Keywords: thermoplastic elastomer, nitril butadiene rubber, random polypropylene, bentonite, injection moulding
DOI: 10.32737/2221-8688-2020-3-388-395
Introduction
As the world industrial production of polymers is expanding, studies into the development of polymer composite materials capable of operating in harshly extreme conditions have intensified significantly.

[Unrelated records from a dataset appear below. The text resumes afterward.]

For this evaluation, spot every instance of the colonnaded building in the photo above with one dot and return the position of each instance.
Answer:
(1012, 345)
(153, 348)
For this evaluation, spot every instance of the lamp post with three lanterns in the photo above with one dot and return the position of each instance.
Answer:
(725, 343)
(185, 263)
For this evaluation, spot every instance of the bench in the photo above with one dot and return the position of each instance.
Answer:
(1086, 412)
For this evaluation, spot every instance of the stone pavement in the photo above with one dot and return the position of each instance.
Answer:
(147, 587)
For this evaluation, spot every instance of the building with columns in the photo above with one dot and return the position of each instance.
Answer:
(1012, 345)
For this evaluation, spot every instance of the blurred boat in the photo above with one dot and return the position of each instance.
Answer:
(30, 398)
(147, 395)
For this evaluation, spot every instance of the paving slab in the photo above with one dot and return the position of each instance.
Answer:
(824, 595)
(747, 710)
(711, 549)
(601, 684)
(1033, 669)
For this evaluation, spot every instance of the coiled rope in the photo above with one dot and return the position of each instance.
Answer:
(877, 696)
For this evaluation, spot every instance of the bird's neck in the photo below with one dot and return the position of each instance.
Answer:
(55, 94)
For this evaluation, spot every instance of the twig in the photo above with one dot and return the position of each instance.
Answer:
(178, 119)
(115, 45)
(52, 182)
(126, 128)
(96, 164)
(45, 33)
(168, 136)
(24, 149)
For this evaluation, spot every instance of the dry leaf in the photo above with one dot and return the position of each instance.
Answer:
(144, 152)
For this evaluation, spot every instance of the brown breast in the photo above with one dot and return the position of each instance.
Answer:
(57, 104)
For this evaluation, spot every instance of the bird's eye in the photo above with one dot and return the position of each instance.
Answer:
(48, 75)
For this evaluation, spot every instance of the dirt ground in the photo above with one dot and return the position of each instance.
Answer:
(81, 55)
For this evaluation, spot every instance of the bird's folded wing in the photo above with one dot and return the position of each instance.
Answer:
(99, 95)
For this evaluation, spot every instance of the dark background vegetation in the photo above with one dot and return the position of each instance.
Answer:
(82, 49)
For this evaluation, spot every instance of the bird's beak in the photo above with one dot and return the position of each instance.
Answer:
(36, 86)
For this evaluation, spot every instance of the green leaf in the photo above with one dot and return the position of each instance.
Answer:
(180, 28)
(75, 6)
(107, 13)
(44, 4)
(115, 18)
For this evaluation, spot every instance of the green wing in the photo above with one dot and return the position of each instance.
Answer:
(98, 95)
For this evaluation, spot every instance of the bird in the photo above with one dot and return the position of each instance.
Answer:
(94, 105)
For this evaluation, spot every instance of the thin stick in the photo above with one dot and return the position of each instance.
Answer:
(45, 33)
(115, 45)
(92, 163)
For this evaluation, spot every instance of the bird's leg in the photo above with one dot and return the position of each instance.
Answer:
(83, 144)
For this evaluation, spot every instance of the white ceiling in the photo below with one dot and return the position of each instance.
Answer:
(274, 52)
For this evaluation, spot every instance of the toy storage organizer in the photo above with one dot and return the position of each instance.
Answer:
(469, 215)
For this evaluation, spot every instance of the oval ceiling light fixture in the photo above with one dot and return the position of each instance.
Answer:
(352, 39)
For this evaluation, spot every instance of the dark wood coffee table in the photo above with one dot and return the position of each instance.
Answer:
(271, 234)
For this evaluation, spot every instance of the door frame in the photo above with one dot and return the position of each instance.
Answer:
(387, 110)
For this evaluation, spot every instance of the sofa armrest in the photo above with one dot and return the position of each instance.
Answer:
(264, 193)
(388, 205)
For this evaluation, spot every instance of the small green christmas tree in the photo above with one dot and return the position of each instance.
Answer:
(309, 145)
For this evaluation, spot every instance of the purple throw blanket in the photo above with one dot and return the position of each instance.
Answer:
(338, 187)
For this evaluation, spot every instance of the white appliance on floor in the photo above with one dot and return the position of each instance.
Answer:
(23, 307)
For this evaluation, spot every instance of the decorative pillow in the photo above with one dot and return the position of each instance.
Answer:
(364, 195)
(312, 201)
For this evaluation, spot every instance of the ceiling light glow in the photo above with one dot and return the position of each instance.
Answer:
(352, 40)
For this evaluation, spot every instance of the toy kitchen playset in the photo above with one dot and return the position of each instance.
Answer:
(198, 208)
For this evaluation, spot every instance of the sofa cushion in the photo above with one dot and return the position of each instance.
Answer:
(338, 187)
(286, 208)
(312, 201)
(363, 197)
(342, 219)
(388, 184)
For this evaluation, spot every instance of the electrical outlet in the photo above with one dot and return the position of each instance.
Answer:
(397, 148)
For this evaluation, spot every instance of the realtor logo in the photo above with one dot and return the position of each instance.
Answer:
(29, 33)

The loading of various mineral fillers, plasticizers, polymers with chemical modifications as a whole made it possible to obtain a whole set of polymer composites with high quality characteristics [1-5]. The most promising is the development of thermoplastic elastomers and dynamically vulcanized nanocomposites based on incompatible polymer mixtures. An interest in the use of bipolar components-based polymer mixtures is due to the fact that in the final product it is possible to reproduce the properties
of completely different in nature polymers. In this regard, polymer mixtures based on thermoplastic polyolefins and nitrile butadiene rubber are most interesting. The use of the method of dynamic vulcanization of polymer mixtures in the presence of nanoscale mineral fillers fundamentally changed the very idea of structure and properties of thermoplastic elastomers (TEP) [6,7]. Despite rise in the number of works on the subject, studies into technology of processing nanocomposites in dynamically vulcanized thermoplastic elastomers (DVEP), in particular by injection molding, are inappreciable. In connection with the foregoing, the aim of the work is to examine technological features of the processing of
CHEMICAL PROBLEMS 2020 no. 3 (18)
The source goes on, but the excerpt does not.